The Alliance of Democracy for Papua said that Areki Wanimbo, who is also a customary chief, was also initially denied access to a lawyer.
"Concern is growing for Wanimbo who was taken in by police without clear notice of what crime he is alleged to have committed," reported RNZI.
The Alliance said the arrest had given the false impression that Wanimbo and other West Papuans were criminals by association. This was because Indonesian police claimed that French mainstream journalists Thomas Dandois and Valentine Bourrat had been arrested on suspicion of "promoting instability and insecurity".
In fact, Dandois and Bourrat apparently angered the Indonesian government by investigating the poor living conditions of colonised West Papuans for France's Arte TV.
Dandois and Bourrat have been in custody for one week now. It is not known when they will be released.
Papua province police spokesman Sulistyo Pudjo Hartono told France 24 that the two could face up to five years in prison and a 500 million rupiah (US $42,000) fine.
Reporters Sans Frontieres and the International Federation of Journalists have called for them to be freed immediately.
Jayapura journalist Victor Mambor told a seminar in New Zealand earlier this month that there was still an effective ban on foreign journalists in West Papua. Foreign journalists had to be given special permits by the Indonesian regime and these were rarely granted for anything other than apolitical anthropological reporting.
Journalists who did get permits were trailed by Indonesian intelligence officers, whose accommodation and travel expenses were billed to their media houses.
The visa situation drove foreign journalists undercover.

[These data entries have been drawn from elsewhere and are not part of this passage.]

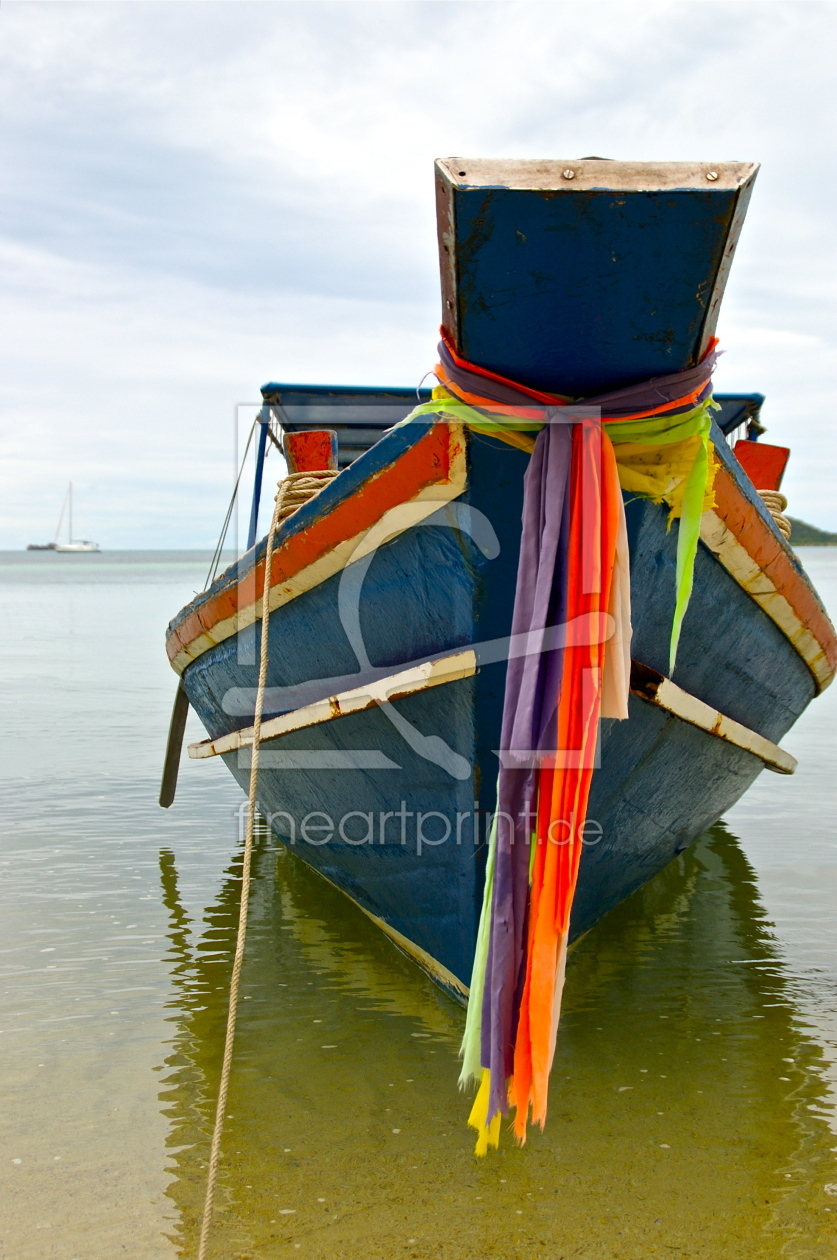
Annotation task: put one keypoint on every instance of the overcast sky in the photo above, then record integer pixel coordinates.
(203, 197)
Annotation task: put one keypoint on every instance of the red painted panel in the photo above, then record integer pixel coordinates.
(773, 558)
(761, 463)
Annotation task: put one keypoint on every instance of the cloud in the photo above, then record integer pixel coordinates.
(207, 195)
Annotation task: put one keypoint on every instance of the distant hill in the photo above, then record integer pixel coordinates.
(808, 536)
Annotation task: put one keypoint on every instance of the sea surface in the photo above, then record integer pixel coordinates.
(692, 1101)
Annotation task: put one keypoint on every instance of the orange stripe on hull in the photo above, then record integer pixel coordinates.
(772, 557)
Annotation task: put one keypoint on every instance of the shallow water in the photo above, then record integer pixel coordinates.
(692, 1109)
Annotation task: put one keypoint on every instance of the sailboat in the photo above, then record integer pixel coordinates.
(392, 590)
(72, 544)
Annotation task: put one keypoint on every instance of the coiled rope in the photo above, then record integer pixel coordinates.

But it was forbidden for anyone entering West Papua on a tourist visa to report on the conditions there, Mambor said.
Independent New Zealand journalist Paul Bensemann, who last year reported undercover from West Papua, told PMW that constantly hiding from Indonesian police and intelligence operatives also meant that foreign journalists feared for the safety and wellbeing of their West Papuan sources.